A college president in the northwest part of the state is taking on the interim provost position at Missouri State University.
John Jasinski, who has led Northwest Missouri State University in Maryville for 13 years, is scheduled to start July 1 at MSU, according to a news release. He's been appointed for one year, though the flexibility exists to extend his contract for another year if needed.
"John will work with me and Zora Mulligan, our new executive vice president. We’ll get feedback from the campus community to restructure our academic and business units and operations," MSU President Clif Smart said in the release. "This will enable us to redesign the university in a way that best meets modern post-secondary needs.”
As interim provost, Jasinski will oversee all academic deans, manage the university's academic program review and approval, accreditations and faculty affairs, and lead an effort to reduce expenses in academic affairs.
Smart said via email that Jasinski would be compensated to the tune of $200,000 for the one-year appointment.
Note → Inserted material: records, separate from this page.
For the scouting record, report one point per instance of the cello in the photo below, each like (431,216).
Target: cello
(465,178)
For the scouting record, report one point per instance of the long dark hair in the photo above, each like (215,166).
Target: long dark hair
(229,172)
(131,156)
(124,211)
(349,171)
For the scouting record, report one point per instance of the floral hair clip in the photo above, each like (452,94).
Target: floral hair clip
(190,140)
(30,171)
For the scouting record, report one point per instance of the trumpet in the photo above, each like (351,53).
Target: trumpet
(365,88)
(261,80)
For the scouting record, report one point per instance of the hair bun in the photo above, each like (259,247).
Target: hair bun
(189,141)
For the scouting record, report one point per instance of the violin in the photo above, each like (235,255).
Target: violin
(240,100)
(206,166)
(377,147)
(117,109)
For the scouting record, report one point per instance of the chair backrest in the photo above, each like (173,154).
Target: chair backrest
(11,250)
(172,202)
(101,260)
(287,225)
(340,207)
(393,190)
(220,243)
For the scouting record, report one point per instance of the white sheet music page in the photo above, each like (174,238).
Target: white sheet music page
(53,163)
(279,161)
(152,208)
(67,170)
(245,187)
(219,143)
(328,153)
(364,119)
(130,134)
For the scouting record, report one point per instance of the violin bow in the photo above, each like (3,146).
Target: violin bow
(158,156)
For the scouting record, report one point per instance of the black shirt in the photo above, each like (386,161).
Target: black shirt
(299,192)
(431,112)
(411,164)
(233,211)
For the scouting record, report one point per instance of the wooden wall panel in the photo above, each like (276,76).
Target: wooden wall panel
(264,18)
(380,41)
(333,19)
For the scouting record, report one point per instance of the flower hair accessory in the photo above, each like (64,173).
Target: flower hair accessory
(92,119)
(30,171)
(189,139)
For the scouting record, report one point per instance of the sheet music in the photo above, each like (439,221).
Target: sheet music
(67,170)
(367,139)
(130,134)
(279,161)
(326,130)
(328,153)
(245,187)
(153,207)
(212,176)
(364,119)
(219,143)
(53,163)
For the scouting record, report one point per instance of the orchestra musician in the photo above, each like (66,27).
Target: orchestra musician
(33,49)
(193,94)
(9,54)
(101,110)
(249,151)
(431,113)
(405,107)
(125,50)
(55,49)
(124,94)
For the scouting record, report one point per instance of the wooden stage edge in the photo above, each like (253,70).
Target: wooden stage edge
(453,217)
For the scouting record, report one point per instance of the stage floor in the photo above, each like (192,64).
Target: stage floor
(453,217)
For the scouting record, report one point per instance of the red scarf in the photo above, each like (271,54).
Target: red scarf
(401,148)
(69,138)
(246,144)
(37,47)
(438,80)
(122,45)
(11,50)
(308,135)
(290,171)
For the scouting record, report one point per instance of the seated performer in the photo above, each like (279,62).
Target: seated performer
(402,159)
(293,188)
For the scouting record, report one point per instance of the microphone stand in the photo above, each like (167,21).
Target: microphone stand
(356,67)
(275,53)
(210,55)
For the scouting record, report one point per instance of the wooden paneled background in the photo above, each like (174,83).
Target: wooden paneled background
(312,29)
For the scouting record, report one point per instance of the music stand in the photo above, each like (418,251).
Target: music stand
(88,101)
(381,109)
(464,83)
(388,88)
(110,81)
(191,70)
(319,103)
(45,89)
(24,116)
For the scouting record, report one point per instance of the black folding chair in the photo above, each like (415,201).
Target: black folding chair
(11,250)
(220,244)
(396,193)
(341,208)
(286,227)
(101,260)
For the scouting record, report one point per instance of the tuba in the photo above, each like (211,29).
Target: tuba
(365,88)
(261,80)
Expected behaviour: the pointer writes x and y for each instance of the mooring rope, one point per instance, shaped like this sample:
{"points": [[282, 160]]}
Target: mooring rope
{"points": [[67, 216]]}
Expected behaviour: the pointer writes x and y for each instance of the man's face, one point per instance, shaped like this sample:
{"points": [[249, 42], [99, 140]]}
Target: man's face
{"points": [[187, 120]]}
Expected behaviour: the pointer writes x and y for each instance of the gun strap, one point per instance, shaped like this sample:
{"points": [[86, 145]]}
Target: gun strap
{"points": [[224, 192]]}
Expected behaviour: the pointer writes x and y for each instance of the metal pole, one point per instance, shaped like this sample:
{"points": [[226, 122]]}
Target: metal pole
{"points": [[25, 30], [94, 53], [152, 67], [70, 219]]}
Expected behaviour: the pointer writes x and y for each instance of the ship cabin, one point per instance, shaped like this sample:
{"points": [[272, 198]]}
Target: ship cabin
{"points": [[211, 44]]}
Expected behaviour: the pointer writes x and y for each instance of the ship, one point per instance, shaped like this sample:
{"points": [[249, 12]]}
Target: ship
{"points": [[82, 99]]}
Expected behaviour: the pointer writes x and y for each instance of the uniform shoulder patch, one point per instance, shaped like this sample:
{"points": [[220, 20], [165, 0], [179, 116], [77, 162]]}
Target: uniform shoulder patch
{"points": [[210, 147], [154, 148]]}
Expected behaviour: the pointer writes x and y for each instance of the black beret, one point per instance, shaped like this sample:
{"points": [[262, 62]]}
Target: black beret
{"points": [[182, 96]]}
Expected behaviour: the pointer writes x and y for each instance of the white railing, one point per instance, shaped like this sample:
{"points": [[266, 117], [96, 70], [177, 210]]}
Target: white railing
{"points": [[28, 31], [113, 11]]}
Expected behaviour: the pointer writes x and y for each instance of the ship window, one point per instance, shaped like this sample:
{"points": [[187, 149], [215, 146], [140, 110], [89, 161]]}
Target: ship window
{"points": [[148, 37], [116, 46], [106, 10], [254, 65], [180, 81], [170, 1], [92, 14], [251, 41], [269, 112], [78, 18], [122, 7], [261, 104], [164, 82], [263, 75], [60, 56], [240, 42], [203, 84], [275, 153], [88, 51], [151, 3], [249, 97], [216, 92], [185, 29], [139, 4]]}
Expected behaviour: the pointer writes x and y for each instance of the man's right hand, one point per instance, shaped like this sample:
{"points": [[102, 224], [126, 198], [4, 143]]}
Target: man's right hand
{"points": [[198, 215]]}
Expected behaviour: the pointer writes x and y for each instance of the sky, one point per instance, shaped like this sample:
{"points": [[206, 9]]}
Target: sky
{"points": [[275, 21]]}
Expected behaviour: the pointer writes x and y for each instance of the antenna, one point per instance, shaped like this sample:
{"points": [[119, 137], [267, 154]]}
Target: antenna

Mulligan had been in the running for the provost position, but following faculty concerns over her having not worked as a professor before, she was named to the new role of executive vice president. She starts July 5 in the No. 2 role after Smart. Mulligan has led the Missouri Department of Higher Education & Workforce Development since 2016.
Current Provost Frank Einhellig previously announced plans to retire this summer. Mulligan was among three finalists for the role in April, along with Meera Komarraju of Southern Illinois University-Carbondale and Magesh Rajan of Prairie View A&M University in Texas, according to past reporting.
To the interim provost role at MSU, Jasinski additionally will bring career experience as chief academic officer, associate provost, department chair and faculty member at Northwest, according to the release. Among his successes at Northwest, he's credited with helping to set multiple enrollment records, gaining high student satisfaction rates and avoiding layoffs, furloughs or reductions during the COVID-19 pandemic.